Deberíamos irnos ya, antes de que empiecen a servir la comida.
Gracias por la ayuda, Davis.
—Eh…
de nada —dijo Davis—.
Puedo ayudaros…
Antes de que pudiera terminar, Wilma ya se había marchado, arrastrando a Serena.
Le dijo adiós a Davis con la mano antes de seguir a la mujer bestia conejo.
Mientras caminaban hacia la zona de la comida, Serena no pudo evitar preguntarle a Wilma: —Sobre lo que decías de los padres de Fay…
Wilma la miró de reojo y reflexionó: —Ah, eso…
Digamos que sus padres tuvieron una pelea y, como su madre no podía abandonarla a ella como hizo con el padre, en su lugar descargó su ira sobre ella.
—¿Y nadie lo impidió?
—preguntó Serena con curiosidad.
—Lo hicieron cuando descubrieron la verdad —suspiró Wilma—.

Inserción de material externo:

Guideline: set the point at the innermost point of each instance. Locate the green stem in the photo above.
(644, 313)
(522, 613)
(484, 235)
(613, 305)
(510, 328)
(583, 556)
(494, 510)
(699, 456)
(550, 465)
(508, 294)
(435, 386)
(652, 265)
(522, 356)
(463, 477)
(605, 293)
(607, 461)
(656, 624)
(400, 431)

El Anciano Samuel los echó de la aldea, pero para entonces ya habían destrozado a Fay.
Esa mujer bestia sabía cómo herir a los demás sin que se notara.
Se descubrió solo porque Grace y Emma se toparon con ello por accidente.
Serena volvió a guardar silencio.
No podía imaginar por qué tipo de cosa retorcida había pasado Fay para que la aldea estuviera dispuesta a expulsar a una hembra.
Y una parte de ella no quería saberlo.
Pero sí explicaba su inusual timidez en un mundo donde muchas mujeres bestia eran orgullosas o arrogantes.
—¡Oh, ahí está!
—declaró Wilma antes de salir corriendo de repente.
Serena tuvo que salir de su aturdimiento y perseguir a Wilma una vez más.
La mujer bestia conejo fue rápida y agarró a un hombre bestia de aspecto joven antes de que este tuviera la oportunidad de hacer nada.
Se parecía a Davis, dado que eran hermanos; sin embargo, sus orejas y su pelo tenían manchas blancas en lugar de ser completamente marrones.
—¡¿Qué?!
—gritó James, mirando a las dos mujeres bestia en estado de shock—.
Wilma, tú…
—Fay te necesita —lo interrumpió Wilma antes de que tuviera la oportunidad de protestar—.
Tienes que venir con nosotras a verla.
El rostro de James pasó por varias emociones mientras procesaba las palabras de Wilma.
Finalmente, suspiró: —Pero no puedo irme así como así…
—¡Eh, Matthew!
—Wilma se apartó de ellos y le gritó a un hombre bestia cercano—.
Tomo prestado a James un momento.
Volveremos pronto.
El hombre bestia refunfuñó en respuesta: —Asegúrate de que vuelva antes de que empecemos a servir la comida.
Wilma se volvió hacia James y sonrió: —Listo.
Ya está arreglado.
Ahora tienes que venir con nosotras.